Tuttavia, il lavoro teorico di Matza spicca sicuramente nell’ambito della sociologia della devianza e conserva intatto il proprio valore sotto tre aspetti:
o il primo si riferisce al fatto che, l’attenzione dai processi che generano le predisposizioni comportamentali dell’individuo, si sposta al contesto microsociale dove gli atti di devianza vengono compiuti.
o Secondo, ci si preoccupa di considerare la questione dal punto di vista dell’individuo, cioè si afferma che le cognizioni sul mondo influenzano il comportamento, anche a prescindere dalla loro correttezza.
o Infine, si impiega lo stesso modello processuale per spiegare ogni tipo di comportamento, deviante o meno.

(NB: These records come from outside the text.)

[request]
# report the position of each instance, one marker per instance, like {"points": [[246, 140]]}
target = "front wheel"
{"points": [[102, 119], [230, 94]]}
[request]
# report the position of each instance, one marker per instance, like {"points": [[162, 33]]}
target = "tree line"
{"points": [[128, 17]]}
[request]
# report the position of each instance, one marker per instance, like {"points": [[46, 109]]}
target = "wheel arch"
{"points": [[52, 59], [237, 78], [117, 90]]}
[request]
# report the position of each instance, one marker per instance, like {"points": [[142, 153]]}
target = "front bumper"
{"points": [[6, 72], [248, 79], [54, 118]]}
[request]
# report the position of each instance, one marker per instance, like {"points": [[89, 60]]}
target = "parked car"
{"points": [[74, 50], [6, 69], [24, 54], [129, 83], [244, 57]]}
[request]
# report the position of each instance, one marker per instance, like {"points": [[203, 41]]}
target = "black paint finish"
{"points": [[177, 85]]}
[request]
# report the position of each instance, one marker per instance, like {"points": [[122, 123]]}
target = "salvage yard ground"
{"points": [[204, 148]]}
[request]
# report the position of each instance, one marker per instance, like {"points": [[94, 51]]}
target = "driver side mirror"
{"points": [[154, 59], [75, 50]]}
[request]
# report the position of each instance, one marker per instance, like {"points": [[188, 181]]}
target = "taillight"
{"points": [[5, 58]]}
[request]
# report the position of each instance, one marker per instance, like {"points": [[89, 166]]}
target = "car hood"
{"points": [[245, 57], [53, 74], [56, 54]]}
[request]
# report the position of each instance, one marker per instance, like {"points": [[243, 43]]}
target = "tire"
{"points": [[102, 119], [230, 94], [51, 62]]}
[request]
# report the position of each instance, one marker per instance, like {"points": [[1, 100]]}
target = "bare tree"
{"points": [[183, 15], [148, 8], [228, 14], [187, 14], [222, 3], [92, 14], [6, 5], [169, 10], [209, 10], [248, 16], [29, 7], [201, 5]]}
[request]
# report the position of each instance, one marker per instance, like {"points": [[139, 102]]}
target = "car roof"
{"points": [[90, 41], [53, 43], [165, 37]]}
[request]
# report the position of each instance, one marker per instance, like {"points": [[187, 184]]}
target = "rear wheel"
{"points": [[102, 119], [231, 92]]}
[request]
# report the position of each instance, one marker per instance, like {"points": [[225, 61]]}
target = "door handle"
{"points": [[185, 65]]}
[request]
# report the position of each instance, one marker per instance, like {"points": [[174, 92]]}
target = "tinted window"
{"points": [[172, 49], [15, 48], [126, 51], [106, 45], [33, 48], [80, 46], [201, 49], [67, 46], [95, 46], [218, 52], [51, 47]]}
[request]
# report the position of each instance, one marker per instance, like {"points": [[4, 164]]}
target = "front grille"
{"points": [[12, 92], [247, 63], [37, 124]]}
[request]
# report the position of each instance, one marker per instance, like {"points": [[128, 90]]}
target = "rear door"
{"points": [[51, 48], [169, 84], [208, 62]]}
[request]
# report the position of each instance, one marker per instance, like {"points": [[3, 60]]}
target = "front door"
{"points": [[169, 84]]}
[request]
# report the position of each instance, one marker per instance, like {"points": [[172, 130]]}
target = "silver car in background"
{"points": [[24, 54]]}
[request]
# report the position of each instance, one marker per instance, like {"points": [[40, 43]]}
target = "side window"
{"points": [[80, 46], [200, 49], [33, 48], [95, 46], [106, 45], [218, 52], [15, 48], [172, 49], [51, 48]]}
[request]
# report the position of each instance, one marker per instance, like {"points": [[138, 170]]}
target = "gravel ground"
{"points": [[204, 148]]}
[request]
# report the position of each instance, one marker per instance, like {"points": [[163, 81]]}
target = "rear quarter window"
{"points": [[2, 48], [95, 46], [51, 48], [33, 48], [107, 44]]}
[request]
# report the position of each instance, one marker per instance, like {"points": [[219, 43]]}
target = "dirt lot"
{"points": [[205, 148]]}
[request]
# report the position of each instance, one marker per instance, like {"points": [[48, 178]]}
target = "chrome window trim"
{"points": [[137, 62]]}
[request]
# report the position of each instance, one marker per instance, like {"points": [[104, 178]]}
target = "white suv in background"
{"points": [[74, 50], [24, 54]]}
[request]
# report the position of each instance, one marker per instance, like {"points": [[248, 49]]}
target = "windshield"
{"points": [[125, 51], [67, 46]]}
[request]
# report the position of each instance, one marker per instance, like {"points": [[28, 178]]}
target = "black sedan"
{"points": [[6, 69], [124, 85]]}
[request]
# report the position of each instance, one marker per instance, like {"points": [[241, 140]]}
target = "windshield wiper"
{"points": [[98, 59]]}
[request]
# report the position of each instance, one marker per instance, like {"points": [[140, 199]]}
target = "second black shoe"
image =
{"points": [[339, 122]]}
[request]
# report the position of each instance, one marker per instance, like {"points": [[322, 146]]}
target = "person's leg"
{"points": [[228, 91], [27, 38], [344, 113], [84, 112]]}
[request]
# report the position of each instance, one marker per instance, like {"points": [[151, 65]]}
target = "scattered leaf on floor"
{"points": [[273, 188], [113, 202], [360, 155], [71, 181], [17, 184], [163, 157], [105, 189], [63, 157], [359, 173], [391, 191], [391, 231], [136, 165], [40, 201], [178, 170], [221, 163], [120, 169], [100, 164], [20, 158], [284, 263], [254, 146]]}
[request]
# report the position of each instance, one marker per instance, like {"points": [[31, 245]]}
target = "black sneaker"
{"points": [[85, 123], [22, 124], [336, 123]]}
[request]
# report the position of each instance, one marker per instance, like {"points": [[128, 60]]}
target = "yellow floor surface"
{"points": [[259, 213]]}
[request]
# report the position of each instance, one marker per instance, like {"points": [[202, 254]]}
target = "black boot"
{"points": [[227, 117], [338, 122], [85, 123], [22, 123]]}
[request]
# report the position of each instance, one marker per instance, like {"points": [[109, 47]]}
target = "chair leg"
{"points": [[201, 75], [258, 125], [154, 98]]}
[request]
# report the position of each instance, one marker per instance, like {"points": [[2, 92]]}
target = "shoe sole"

Concludendo, questi tre aspetti, uniti alle caratteristiche della teoria di Matza, svelano una prospettiva concettuale, fino ad allora mai considerata e influenzata dalla teoria della società di massa.

Riferimenti bibliografici

D’Agostino, F. (1984): Il codice deviante. La costruzione simbolica della devianza, ed. Armando Armando, Roma.
De Leo, G. (1998) : La devianza minorile, Carocci ed., Roma.
Emler, N., Reicher, S. (1995): Adolescence and Delinquency, Oxford, Blackwell; trad.it. Adolescenti e devianza, Bologna, Il Mulino, 2000.
Hindelang, M.J. (1970): The commitment of delinquents to their misdeeds: Do delinquents drift?, in "Social Problems", 17, pp. 502-509.
Hirschi, T. (1969): Causes of delinquency, Berkeley, University of California Press.
MacRae, D.G. (1974): Weber, Fontana Collins, p.63.
Matza, D.(1969): Becoming Deviant, Englewood Cliffs, N.J., Prentice Hall; trad.it. Come si diventa devianti, Bologna, Il Mulino, 1976.
Sykes, G., Matza, D. (1957): Techniques of Neutralization: a Theory of Delinquency, in "American Sociological Review", 22(6), pp. 664-670.
Taylor, I., Walton, P., Young, J. (1973): The New Criminology, London, Hutchinson.
Weis, J.G. (1971): Dialogue with David Matza, in "Issues in Criminology", 6, pp. 33-53.